SAN SALVO | Nella notte del 20/21 dicembre 2016, come ogni anno sarà acceso nel centro storico di San Salvo “Il Fuoco di San Tommaso” (Lu fóche de

Sande Tumuásse) un rito arcaico ripetuto da secoli, probabilmente anzi da millenni. La notte del 20/21 dicembre del 1745, provenienti dalla Basilica di San Vitale in Roma, giunsero a San Salvo le reliquie del Santo martire che sarebbe divenuto suo patrono. Si trattava di un dono del cardinale Pier Luigi Carafa, abate commendatario dell’Abbazia dei SS. Vito e Salvo del Trigno, alla piccola comunità cittadina dell’epoca.
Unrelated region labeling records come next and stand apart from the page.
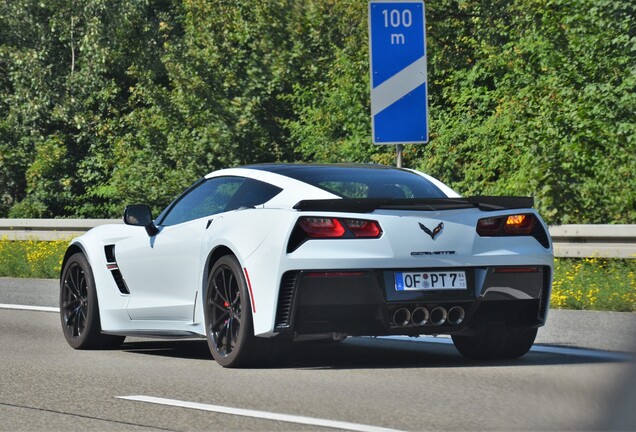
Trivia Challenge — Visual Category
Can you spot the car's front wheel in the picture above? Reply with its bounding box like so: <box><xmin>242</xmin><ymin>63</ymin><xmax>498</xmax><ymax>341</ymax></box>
<box><xmin>452</xmin><ymin>327</ymin><xmax>537</xmax><ymax>360</ymax></box>
<box><xmin>60</xmin><ymin>252</ymin><xmax>124</xmax><ymax>349</ymax></box>
<box><xmin>205</xmin><ymin>255</ymin><xmax>255</xmax><ymax>367</ymax></box>
<box><xmin>205</xmin><ymin>255</ymin><xmax>288</xmax><ymax>367</ymax></box>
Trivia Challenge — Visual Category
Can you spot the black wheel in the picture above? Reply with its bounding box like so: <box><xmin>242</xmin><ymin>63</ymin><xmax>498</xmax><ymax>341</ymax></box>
<box><xmin>452</xmin><ymin>327</ymin><xmax>537</xmax><ymax>360</ymax></box>
<box><xmin>60</xmin><ymin>253</ymin><xmax>124</xmax><ymax>349</ymax></box>
<box><xmin>205</xmin><ymin>255</ymin><xmax>283</xmax><ymax>367</ymax></box>
<box><xmin>205</xmin><ymin>255</ymin><xmax>254</xmax><ymax>367</ymax></box>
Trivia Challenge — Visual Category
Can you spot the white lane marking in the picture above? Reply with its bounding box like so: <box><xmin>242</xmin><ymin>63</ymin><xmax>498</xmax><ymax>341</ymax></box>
<box><xmin>116</xmin><ymin>396</ymin><xmax>399</xmax><ymax>432</ymax></box>
<box><xmin>377</xmin><ymin>335</ymin><xmax>636</xmax><ymax>361</ymax></box>
<box><xmin>0</xmin><ymin>303</ymin><xmax>636</xmax><ymax>364</ymax></box>
<box><xmin>0</xmin><ymin>303</ymin><xmax>60</xmax><ymax>312</ymax></box>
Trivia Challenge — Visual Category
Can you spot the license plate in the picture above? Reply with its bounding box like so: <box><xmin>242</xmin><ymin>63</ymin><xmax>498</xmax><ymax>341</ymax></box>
<box><xmin>395</xmin><ymin>271</ymin><xmax>467</xmax><ymax>291</ymax></box>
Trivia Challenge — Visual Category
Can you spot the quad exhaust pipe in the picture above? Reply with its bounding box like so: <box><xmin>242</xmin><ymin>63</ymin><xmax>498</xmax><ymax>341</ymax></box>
<box><xmin>393</xmin><ymin>306</ymin><xmax>466</xmax><ymax>327</ymax></box>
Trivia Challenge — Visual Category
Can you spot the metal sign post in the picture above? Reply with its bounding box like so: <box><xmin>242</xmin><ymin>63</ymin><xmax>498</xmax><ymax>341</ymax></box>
<box><xmin>369</xmin><ymin>0</ymin><xmax>428</xmax><ymax>166</ymax></box>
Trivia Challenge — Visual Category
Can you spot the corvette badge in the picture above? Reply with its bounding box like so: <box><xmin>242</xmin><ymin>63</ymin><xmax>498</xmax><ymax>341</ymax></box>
<box><xmin>420</xmin><ymin>222</ymin><xmax>444</xmax><ymax>240</ymax></box>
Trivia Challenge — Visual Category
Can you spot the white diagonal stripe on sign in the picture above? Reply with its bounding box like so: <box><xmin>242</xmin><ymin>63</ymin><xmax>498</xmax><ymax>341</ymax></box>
<box><xmin>371</xmin><ymin>56</ymin><xmax>427</xmax><ymax>116</ymax></box>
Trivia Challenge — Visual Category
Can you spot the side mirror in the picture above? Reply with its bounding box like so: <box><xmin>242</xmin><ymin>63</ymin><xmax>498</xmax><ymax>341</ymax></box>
<box><xmin>124</xmin><ymin>204</ymin><xmax>159</xmax><ymax>237</ymax></box>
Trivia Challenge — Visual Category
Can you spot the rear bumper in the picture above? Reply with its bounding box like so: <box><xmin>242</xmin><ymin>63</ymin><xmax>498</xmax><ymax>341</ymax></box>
<box><xmin>275</xmin><ymin>266</ymin><xmax>552</xmax><ymax>336</ymax></box>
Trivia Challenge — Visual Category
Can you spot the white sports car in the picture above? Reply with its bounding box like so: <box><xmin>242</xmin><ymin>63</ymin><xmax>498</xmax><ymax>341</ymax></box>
<box><xmin>60</xmin><ymin>164</ymin><xmax>553</xmax><ymax>367</ymax></box>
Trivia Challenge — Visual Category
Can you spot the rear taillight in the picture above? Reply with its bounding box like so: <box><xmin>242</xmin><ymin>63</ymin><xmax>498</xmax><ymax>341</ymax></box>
<box><xmin>298</xmin><ymin>217</ymin><xmax>346</xmax><ymax>238</ymax></box>
<box><xmin>477</xmin><ymin>213</ymin><xmax>537</xmax><ymax>237</ymax></box>
<box><xmin>344</xmin><ymin>219</ymin><xmax>382</xmax><ymax>238</ymax></box>
<box><xmin>477</xmin><ymin>213</ymin><xmax>550</xmax><ymax>249</ymax></box>
<box><xmin>287</xmin><ymin>216</ymin><xmax>382</xmax><ymax>252</ymax></box>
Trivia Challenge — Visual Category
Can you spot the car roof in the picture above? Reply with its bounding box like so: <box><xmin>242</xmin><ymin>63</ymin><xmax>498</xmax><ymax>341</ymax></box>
<box><xmin>240</xmin><ymin>163</ymin><xmax>401</xmax><ymax>175</ymax></box>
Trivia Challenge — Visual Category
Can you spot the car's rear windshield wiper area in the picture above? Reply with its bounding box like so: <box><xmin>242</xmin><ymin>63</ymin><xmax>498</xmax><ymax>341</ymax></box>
<box><xmin>294</xmin><ymin>196</ymin><xmax>534</xmax><ymax>213</ymax></box>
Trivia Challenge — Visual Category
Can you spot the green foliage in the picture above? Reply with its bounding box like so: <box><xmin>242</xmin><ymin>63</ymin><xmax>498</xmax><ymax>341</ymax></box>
<box><xmin>0</xmin><ymin>0</ymin><xmax>636</xmax><ymax>223</ymax></box>
<box><xmin>550</xmin><ymin>258</ymin><xmax>636</xmax><ymax>312</ymax></box>
<box><xmin>0</xmin><ymin>239</ymin><xmax>68</xmax><ymax>279</ymax></box>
Il Piovesan ricorda che le reliquie di San Vitale (dal latino vitalis, cioè vigoroso, pieno di vita) vennero accolte in piazza dal Fuoco di San Tommaso che ardeva facendo luce e riscaldando le persone in attesa; così si è ritenuto che la tradizione del fuoco abbia avuto inizio proprio nella circostanza.

In realtà, la data del 20/21 dicembre, solstizio d’inverno, rimanda ai Saturnalia della tradizione romana e ai riti di passaggio di quella italica. Riti legati al mondo rurale per cui il sole, dopo la notte più lunga dell’anno, comincia gradualmente a rialzarsi consentendo il nuovo ciclo delle produzioni e dei raccolti, emblematicamente riassunti nella vicenda del grano che, dopo essere stato seminato e dopo aver marcito nella terra, dà vita poi allo stelo, promessa della spiga e del grano futuri. Per questo il solstizio d’inverno ha assunto valore simbolico e religioso nelle civiltà antiche, nel senso di momento di passaggio e cambiamento, di morte e insieme di rinascita, che propizia (per le piante, gli animali e gli uomini) vita e amore.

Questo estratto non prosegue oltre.